L'expérience de la Justice

Etre juré d'assises est une expérience. Effrayante à priori, elle sera enrichissante si l'on accepte de remiser nos certitudes au placard.

Le 1er jour, nous sommes tous là, 40 citoyens inscrits sur les listes électorales : tous âges, tous milieux, toutes professions confondus. Même les plus hardis d'entre nous n'en mènent pas large. La salle d'audience est solennelle, la révision de la liste des jurés aussi. La Présidente et ses assesseurs sont en tenue, bien qu'il n'y ait pas encore de procès. Nous ne sommes coupables de rien, et pourtant nous ressentons tous un immense stress, une angoisse latente.

Déjà, des affinités se créent entre jurés, des groupes émergent. On se sent moins seul.
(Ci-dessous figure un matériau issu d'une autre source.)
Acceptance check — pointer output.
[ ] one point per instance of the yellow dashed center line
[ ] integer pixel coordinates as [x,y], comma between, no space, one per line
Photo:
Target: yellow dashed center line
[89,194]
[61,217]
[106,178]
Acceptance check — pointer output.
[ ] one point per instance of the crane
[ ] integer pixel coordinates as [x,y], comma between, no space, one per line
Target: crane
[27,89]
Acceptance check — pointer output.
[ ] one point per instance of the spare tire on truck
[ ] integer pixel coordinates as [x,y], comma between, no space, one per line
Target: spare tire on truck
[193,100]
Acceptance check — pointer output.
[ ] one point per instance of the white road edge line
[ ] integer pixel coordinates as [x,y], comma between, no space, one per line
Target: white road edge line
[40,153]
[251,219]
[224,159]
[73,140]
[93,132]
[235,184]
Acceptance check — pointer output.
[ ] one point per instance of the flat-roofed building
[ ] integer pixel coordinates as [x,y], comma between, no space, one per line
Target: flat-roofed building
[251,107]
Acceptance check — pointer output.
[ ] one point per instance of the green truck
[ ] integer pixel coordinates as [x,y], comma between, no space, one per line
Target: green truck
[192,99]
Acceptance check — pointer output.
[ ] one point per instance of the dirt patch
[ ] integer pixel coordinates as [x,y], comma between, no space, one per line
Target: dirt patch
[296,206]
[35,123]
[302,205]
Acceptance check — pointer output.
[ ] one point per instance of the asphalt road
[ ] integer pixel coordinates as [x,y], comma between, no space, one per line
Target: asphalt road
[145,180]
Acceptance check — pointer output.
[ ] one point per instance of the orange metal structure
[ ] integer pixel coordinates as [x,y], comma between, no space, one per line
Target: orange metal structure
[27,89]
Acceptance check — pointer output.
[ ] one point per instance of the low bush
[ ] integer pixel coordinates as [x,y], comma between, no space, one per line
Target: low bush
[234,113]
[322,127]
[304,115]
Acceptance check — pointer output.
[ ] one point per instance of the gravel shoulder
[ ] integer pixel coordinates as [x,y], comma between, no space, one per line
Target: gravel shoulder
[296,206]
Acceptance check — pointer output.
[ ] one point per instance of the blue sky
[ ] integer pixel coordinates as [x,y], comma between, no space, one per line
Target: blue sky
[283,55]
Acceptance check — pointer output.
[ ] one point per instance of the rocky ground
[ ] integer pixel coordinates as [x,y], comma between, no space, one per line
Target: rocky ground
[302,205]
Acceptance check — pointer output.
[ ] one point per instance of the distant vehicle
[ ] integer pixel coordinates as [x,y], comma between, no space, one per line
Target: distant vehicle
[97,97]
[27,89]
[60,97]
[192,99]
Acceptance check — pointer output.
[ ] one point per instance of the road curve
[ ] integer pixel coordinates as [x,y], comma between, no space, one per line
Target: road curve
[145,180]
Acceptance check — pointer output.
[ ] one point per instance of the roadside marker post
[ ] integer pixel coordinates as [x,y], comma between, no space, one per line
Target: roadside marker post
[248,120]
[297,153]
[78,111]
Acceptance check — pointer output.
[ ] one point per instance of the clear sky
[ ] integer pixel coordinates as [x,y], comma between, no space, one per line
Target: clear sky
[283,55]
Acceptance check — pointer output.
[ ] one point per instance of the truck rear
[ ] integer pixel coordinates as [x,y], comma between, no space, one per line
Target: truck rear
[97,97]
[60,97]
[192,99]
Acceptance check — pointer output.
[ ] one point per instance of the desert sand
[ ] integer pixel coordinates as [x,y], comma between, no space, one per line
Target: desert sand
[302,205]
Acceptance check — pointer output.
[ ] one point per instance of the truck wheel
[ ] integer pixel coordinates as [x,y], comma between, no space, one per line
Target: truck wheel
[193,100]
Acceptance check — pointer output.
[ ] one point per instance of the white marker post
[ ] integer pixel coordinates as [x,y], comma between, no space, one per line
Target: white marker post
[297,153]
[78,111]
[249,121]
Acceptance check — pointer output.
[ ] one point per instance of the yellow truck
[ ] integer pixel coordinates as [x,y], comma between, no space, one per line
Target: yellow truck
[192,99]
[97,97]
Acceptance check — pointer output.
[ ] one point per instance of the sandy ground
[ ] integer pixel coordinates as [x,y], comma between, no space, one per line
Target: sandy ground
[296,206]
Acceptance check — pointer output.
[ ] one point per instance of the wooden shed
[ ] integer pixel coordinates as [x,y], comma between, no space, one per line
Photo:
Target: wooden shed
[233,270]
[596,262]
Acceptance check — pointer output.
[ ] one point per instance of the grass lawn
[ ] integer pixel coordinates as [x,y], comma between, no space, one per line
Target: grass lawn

On nous offre la possibilité de visiter la prison. J'accepte, en me disant que je n'ai pas pour projet de m'y rendre autrement, et que cela serait sans doute l'occasion de lever le voile sur cette image un peu fantasmée du milieu carcéral.
Je n'avais pas vraiment prévu que l'on croiserait les détenus, et que les détenus ne sont que des êtres humains, quelles que soient les conneries (monstrueuses pour certains) qui les ont conduit ici pour 5, 10, 15 ou 30 ans. Certains ont un regard un peu hagard, mais la plupart ne sont pas différents de Monsieur Tout le Monde.
La visite nous montre l'infirmerie, avec un personnel volontaire et dévoué. Nous voyons aussi une cellule d'isolement et une disciplinaire. Ce n'est qu'une cage, enfermée entre des murs. La mince ouverture donne une vue sur un autre mur, à peine distant d'un mètre... Tout est propre, aseptisé et terriblement déshumanisant.
Nous faisons un tour par les ateliers. Traversée de la cours, vue du terrain et de la salle de sport et arrivée au lieu de travail. Noir, sombre. Pas de fenêtre, pas de vue sur l'extérieur, seulement des grilles. Celui qui travaille ici n'a rien d'autre à voir que sa machine. Je vois que certains ont décoré leur poste de travail. J'aperçois le tableau d'un cheval... combien de temps restera enfermé ici celui qui rêve de galoper en liberté ? qu'a-t-il fait ? je l'ignore.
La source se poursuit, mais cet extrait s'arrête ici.